Bangladesh's exiled acting opposition leader gets jail term in absentia for graft


  • World
  • Wednesday, 02 Aug 2023

FILE PHOTO: Supporters of Bangladeshi politician Tarique Rahman march near the United Nations headquarters during the 77th U.N. General Assembly in New York City, U.S., September 23, 2022. REUTERS/Amr Alfiky/File Photo

DHAKA (Reuters) - A Bangladesh court on Wednesday sentenced the exiled acting chairman of the main opposition Bangladesh Nationalist Party (BNP) and his wife to jail in absentia after finding them guilty of accumulating wealth beyond their declared income.

The sentences come amid large BNP protest rallies, calling for Prime Minister Sheikh Hasina to step down and for the next election, due in January, to be held under a neutral caretaker government - a demand her government has rejected.

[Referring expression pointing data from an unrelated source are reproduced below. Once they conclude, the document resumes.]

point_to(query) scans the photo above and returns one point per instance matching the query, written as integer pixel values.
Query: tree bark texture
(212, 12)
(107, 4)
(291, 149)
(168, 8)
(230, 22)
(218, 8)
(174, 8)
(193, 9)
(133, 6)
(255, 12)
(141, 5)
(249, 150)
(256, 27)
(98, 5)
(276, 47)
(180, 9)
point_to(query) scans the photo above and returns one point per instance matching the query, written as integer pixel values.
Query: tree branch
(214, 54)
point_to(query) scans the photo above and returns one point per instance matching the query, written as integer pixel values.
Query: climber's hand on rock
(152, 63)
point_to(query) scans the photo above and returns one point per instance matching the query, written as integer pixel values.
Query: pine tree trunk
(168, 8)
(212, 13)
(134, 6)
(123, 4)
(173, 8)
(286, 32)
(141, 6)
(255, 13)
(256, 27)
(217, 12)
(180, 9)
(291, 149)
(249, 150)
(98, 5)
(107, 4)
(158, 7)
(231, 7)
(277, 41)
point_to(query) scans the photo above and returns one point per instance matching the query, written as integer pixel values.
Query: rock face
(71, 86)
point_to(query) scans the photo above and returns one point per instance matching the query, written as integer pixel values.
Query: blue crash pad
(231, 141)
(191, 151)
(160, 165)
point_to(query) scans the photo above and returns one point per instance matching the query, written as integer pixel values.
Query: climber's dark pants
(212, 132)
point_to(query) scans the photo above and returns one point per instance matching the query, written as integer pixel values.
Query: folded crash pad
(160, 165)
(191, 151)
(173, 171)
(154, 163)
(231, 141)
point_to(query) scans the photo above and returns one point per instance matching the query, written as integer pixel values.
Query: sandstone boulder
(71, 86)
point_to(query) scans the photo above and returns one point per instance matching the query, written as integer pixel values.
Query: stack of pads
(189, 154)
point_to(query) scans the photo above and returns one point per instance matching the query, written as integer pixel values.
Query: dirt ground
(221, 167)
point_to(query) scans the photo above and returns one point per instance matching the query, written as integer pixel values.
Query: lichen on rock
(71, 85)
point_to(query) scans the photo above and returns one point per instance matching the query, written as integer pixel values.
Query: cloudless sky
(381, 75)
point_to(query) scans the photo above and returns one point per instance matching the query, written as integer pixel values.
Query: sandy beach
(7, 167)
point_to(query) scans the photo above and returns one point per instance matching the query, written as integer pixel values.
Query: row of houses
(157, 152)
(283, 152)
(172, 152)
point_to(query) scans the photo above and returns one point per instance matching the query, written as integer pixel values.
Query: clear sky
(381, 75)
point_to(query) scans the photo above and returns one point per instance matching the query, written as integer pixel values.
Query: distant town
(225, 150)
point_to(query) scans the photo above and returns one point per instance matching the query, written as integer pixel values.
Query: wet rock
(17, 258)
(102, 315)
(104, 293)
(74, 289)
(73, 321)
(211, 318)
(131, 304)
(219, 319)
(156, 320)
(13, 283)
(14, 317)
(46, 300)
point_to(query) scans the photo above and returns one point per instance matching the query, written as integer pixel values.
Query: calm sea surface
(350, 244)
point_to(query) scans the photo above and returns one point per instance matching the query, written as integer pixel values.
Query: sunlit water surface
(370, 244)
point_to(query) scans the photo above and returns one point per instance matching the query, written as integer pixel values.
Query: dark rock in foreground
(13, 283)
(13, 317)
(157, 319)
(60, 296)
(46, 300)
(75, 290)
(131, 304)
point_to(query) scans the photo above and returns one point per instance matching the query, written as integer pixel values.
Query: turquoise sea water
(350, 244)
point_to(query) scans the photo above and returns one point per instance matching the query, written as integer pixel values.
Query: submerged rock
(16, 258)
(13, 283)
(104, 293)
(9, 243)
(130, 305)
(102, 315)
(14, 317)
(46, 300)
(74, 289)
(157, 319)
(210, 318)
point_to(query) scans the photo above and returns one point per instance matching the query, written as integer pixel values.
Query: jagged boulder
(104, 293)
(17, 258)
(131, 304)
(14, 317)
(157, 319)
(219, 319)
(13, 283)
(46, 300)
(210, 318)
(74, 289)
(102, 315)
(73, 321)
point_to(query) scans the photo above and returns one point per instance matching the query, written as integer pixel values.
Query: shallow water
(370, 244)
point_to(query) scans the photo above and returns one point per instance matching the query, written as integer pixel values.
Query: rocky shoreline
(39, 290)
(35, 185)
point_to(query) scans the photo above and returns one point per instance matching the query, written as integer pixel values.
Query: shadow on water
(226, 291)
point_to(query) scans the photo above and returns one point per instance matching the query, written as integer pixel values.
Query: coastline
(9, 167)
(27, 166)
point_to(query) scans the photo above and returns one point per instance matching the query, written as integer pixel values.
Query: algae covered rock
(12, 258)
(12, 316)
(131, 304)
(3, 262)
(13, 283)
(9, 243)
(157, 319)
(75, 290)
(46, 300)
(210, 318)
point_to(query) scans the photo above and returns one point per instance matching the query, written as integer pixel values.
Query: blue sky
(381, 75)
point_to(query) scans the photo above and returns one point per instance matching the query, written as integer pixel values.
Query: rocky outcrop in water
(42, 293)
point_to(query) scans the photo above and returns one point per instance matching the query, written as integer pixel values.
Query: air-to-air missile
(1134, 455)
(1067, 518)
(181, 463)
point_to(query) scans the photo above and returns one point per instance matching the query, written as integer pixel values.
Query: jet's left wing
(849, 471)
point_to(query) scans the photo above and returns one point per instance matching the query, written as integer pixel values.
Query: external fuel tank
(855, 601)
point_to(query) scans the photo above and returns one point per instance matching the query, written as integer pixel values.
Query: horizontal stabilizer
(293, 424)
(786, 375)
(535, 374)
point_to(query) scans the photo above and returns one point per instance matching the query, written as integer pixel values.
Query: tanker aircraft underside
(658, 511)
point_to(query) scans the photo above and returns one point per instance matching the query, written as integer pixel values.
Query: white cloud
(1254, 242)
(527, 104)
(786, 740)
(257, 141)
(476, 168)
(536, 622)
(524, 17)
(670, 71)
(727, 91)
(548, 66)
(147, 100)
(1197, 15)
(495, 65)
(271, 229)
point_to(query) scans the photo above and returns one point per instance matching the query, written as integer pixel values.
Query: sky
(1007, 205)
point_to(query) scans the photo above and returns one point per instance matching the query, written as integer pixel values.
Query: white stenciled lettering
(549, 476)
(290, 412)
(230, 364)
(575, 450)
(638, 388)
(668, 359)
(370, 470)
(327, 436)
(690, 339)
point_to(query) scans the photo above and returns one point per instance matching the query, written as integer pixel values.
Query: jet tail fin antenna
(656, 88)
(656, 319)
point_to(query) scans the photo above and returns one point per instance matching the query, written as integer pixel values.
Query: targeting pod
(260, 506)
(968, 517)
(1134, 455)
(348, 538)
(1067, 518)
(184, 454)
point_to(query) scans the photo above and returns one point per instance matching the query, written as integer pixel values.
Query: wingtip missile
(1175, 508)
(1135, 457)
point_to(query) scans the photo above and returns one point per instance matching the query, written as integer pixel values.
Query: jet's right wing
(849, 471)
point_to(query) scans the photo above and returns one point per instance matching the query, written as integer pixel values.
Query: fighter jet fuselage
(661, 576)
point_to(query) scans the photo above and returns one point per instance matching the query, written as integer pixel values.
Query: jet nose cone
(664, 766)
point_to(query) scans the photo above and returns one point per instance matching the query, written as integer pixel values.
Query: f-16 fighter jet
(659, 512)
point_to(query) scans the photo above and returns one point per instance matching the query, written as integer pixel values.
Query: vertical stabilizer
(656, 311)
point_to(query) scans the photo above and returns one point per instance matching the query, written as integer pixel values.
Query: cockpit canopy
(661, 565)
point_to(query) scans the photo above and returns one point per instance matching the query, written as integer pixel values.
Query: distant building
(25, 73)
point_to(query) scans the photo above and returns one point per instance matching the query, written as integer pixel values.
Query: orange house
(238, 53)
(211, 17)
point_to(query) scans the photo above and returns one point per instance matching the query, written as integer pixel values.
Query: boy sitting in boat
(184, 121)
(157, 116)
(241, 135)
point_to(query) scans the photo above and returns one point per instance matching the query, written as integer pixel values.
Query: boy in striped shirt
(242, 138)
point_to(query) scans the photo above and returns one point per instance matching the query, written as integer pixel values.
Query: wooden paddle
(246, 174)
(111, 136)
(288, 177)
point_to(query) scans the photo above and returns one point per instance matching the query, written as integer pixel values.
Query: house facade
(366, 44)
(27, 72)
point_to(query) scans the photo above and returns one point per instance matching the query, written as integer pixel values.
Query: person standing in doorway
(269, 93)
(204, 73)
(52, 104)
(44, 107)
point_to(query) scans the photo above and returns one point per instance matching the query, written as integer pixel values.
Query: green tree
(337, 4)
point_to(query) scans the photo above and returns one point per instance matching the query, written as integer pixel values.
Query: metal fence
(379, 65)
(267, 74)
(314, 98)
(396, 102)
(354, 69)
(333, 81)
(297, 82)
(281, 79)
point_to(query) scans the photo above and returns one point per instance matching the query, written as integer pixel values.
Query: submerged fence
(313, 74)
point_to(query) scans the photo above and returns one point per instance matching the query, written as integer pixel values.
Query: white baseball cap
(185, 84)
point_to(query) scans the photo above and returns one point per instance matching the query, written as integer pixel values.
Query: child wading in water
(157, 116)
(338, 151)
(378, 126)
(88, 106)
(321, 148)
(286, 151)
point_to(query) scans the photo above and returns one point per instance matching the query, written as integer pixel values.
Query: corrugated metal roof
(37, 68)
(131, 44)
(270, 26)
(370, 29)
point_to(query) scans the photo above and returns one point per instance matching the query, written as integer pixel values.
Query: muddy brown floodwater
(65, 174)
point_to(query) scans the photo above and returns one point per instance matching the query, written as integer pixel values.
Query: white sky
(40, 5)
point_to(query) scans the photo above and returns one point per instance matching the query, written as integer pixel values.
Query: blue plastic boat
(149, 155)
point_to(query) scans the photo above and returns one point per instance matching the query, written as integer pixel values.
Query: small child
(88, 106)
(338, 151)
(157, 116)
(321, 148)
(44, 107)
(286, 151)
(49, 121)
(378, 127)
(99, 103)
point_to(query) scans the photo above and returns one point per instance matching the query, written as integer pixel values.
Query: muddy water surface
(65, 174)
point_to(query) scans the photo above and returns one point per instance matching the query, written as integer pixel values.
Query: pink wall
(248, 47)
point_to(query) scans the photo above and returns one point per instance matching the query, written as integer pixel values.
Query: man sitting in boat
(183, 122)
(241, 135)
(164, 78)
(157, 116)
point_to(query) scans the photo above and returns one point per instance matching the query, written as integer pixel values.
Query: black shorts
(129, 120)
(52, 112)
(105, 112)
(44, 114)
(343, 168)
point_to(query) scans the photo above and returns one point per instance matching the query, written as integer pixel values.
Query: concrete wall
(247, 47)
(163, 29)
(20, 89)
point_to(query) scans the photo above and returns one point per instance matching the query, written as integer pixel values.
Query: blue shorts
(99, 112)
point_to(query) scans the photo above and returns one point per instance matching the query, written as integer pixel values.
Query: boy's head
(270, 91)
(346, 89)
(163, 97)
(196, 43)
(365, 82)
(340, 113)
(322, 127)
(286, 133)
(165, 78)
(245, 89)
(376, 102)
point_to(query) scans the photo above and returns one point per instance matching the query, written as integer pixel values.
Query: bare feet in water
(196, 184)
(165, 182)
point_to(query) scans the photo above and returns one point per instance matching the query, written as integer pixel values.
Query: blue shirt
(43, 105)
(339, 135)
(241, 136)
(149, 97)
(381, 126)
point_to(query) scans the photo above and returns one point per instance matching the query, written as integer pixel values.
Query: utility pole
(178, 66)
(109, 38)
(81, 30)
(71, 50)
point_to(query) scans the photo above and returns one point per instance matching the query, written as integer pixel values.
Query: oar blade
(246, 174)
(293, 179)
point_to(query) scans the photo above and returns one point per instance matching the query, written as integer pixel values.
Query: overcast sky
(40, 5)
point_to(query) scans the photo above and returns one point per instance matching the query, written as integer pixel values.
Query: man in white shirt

Tarique Rahman was sentenced to nine years in jail. He has also been fined 30 million taka ($274,200) in the case filed in 2007, Public Prosecutor Mosharrof Hossain told reporters after the verdict and sentence were announced amid protests by pro-BNP lawyers in the court premises.

His wife was sentenced to three years in jail. Bangladesh does not have an extradition treaty with Britain, where Rahman and his wife have lived since 2008. But he will be jailed if he returns to Bangladesh.

The opposition has been in disarray since Rahman's mother and party leader, former premier Khaleda Zia, was jailed on corruption charges in 2018, with Rahman trying to run its campaign from exile.

The BNP rejected Wednesday's court ruling, calling it a "dictated verdict through the so-called trial process carried out as per a blueprint of the government”.

In 2016, Rahman was handed down a seven-year jail term in a money-laundering case. He was also sentenced to prison in 2018 over a plot to assassinate Hasina in 2004 when she was in the opposition. He denies all charges against him.

Hasina, who has maintained tight control since coming to power in 2009, has been accused of authoritarianism, human rights violations, cracking down on free speech and suppressing dissent while jailing her critics.

The United States and international rights groups said they were concerned about reports of intimidation and political violence during protests in Bangladesh over the weekend against Hasina.